En el barrio Villa Eumelia, los niños están felices. Y no es para menos. Un grupo de mujeres y hombres de amplias sonrisas y con caras de buenitos reparten caramelos de todos los gustos. Al mismo tiempo entregan folletos y propuestas en cada puerta que es abierta para recibirlos.
Muchos niños, no saben que entre esos adultos van ex funcionarios y hasta un ex gobernador y un ex intendente que cuando estaban en el poder jamas llegaron. Así Brizuela del Moral, Ricardo Guzmán, o el diputado Simón Hernandez tratan de convencer a los vecinos de que si ganan las mejoras van a llegar al barrio y que por eso están dando la cara.
"Por lo menos vinieron y nos escucharon, los otros todavía no han llegado por aquí", dice Graciela en alusión a los candidatos oficialistas por la Capital. La mujer, que dice ser empleada doméstica, recuerda que antes recorría el barrio la hermana Jimena Herrera pero que "ahora poco se la ve por las casas".
La situación expuesta es una gráfica de los modos en que se está encarando la campaña en las principales fuerzas políticas.
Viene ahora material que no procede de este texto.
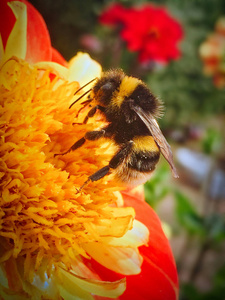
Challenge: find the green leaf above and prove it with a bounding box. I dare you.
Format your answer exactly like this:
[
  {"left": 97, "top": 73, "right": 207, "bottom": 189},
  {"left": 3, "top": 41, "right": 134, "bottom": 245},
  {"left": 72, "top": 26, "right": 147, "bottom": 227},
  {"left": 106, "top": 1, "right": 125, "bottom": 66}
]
[{"left": 175, "top": 191, "right": 206, "bottom": 236}]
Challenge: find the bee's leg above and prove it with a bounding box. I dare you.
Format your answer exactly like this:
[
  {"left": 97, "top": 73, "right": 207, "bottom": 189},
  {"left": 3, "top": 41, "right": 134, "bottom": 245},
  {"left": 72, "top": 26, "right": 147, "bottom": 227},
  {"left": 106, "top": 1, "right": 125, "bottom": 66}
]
[
  {"left": 54, "top": 129, "right": 106, "bottom": 156},
  {"left": 83, "top": 105, "right": 105, "bottom": 124},
  {"left": 78, "top": 141, "right": 133, "bottom": 192}
]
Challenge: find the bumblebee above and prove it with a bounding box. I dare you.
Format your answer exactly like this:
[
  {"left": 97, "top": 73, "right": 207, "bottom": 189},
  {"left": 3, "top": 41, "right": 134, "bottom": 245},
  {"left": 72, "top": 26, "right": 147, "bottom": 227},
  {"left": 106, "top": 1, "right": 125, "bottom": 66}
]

El oficialismo, representado por Jalil en la Capital, solo apuesta a que las obras realizadas por el municipio serán suficientes para ganar las adhesiones de los votantes. Y el FCS recurrió a lo que nunca había hecho que es caminar y escuchar a los vecinos, algo tan simple y efectivo que Lucia Corpacci lo hizo para ganar en las elecciones del 13 de marzo de 2011.
En la Capital, el armado estratégico electoral quedó en manos del sector renovador del intendente Raúl Jalil, que se quedó con las principales candidaturas: su reelección, el senador por la capital (Jorge Moreno), el primer lugar en la lista de diputados para Fernando Jalil, entre otros.